The Orphanage

Juan Antonio Bayona

BY Travis Mackenzie HooverPublished Dec 21, 2007

I was initially unimpressed with this Spanish horror romp, which seemed to have no driving purpose beyond being a Hollywood-style film set in Spain. The story is about a grown orphan woman (Belén Pilar), who moves back into her now-deserted orphanage where her son has been stolen by shadowy children, setting us up for the complacent violated-family dynamics that dominate so many ghost films.

Depending on the horror of a lost child and a damaged childhood that aren’t adequately established, the film flails around in cliché as mother freaks out and her dim-witted husband (Fernando Cayo) tells her to forget about it like every other horror movie spouse before him. But once Geraldine Chaplin shows up as the psychic investigating the orphanage (and facilitates the high point of the movie), things pick up considerably. Though the film never gets a grip on the specifics of terrible traumas living on into the present, it feels them well enough to awkwardly evoke them, and The Orphanage eventually gathers steam to the point of becoming very creepy.

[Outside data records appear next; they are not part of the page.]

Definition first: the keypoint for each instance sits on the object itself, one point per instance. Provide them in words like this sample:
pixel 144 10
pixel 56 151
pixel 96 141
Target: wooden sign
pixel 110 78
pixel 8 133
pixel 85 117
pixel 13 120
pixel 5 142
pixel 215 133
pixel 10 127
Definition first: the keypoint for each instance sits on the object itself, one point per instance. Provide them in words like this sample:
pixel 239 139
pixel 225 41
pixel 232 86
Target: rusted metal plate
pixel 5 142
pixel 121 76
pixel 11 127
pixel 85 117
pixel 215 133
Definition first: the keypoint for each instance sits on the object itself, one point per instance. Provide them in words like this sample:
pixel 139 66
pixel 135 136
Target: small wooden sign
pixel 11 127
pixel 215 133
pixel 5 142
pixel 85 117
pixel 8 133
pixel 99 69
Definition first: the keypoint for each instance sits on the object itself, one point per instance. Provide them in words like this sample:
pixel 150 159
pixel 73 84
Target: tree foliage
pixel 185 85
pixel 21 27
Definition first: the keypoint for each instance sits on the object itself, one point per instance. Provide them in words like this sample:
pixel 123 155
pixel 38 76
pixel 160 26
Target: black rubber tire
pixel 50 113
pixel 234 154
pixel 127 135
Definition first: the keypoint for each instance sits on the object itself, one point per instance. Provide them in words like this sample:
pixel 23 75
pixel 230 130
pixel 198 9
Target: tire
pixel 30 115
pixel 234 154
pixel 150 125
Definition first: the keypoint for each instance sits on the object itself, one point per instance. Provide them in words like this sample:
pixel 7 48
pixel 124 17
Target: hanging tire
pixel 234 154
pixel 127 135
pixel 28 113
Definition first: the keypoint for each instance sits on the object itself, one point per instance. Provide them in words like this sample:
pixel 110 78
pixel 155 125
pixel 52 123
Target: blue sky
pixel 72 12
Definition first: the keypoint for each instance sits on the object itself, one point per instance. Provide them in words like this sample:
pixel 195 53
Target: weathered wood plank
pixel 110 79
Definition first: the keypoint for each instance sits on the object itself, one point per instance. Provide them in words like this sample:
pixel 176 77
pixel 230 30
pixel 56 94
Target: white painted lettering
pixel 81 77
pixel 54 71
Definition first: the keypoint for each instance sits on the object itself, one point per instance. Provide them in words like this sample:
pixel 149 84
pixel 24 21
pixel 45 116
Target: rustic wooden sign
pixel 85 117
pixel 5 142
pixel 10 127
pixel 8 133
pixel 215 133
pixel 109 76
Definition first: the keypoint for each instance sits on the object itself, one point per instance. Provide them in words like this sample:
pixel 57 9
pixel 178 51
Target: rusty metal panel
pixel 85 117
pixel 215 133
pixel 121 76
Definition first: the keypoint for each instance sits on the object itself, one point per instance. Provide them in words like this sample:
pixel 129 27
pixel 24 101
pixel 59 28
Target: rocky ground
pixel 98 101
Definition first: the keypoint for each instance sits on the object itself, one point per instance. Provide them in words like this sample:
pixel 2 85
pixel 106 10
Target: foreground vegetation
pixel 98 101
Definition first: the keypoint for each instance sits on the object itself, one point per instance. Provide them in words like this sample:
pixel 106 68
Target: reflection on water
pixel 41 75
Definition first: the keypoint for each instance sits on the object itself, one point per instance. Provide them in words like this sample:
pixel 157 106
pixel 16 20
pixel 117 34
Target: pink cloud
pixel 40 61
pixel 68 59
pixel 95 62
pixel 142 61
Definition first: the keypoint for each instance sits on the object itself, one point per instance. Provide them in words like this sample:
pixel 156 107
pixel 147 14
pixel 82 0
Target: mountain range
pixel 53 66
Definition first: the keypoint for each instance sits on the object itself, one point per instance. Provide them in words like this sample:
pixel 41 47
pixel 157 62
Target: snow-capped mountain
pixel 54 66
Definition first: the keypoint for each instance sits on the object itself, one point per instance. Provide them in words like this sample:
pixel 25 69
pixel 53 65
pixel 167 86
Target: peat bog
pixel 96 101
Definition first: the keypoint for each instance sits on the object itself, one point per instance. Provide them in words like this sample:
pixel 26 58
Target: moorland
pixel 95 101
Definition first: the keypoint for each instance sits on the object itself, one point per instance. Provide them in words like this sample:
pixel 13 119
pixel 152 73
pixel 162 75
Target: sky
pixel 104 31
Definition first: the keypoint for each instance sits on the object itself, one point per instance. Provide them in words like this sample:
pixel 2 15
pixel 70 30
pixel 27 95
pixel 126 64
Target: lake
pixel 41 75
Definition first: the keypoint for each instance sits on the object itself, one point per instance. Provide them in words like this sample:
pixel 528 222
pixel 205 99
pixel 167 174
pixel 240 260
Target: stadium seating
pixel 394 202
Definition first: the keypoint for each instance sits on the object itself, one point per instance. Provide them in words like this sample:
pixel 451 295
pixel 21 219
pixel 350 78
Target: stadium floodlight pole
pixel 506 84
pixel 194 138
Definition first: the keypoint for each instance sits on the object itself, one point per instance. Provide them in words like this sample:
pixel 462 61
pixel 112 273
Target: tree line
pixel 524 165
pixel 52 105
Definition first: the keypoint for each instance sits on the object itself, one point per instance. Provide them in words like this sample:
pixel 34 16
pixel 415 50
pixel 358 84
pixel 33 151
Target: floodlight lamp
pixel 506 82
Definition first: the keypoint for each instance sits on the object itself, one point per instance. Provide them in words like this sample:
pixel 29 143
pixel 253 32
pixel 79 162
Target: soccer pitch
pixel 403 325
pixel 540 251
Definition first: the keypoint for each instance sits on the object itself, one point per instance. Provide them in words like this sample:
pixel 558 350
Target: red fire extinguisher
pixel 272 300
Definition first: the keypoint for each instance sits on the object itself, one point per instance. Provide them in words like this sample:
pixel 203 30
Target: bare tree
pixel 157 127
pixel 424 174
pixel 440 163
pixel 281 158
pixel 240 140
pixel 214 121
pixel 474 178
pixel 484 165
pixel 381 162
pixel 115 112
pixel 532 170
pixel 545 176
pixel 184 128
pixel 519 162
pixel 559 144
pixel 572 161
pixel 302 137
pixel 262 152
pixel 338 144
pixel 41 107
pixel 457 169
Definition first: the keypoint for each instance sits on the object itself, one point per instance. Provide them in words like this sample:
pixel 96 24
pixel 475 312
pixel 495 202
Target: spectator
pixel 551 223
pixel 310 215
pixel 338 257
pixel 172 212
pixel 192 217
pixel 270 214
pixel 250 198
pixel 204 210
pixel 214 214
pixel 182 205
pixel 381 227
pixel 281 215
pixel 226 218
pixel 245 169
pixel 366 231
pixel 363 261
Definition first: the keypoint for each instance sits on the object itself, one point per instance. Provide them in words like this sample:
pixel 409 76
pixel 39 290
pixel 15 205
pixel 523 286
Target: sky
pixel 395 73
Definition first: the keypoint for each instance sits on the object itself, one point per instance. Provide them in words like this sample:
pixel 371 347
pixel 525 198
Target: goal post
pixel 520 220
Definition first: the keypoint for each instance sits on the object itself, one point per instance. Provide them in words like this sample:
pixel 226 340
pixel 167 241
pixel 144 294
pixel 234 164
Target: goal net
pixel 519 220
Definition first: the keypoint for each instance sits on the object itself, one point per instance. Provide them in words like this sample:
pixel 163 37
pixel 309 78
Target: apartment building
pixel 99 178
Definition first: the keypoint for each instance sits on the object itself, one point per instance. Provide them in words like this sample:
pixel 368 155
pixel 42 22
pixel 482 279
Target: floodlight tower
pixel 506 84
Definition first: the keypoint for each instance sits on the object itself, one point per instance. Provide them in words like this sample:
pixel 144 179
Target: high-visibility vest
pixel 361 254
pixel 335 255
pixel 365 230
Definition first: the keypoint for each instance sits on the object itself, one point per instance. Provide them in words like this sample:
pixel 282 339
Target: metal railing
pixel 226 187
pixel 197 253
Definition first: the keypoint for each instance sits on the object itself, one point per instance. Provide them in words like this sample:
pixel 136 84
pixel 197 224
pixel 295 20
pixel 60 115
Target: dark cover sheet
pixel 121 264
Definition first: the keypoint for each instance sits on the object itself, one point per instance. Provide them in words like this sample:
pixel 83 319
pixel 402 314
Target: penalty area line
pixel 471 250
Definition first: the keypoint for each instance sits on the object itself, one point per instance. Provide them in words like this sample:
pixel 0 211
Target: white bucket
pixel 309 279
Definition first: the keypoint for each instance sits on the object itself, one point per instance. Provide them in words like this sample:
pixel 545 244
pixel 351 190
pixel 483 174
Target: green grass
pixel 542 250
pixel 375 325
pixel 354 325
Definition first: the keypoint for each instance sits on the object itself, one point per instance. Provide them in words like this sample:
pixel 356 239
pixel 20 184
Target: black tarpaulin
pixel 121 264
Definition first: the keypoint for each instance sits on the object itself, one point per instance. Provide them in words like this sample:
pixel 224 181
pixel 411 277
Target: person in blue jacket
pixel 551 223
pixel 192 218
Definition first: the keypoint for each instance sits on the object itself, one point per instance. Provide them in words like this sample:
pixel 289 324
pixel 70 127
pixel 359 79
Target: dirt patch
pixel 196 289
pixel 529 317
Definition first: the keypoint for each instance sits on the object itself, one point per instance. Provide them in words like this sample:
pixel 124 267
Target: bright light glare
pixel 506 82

As Pilar pieces together the terrible secret of the orphanage and how to speak to the very angry dead, the movie grabs you with some memorable imagery. It would have been nice if the filmmakers had thought a little more about the film’s implications, with dead, abused children making demands upon the living — then it would have been a real shit-kicker instead of the vaguely resonant movie on offer.

Still, it’s not bad at all, and is dependent on being scary rather than delivering mechanical shocks. It’s a nice change of pace from the sequels, remakes and torture porn that have made American horror so boring to watch.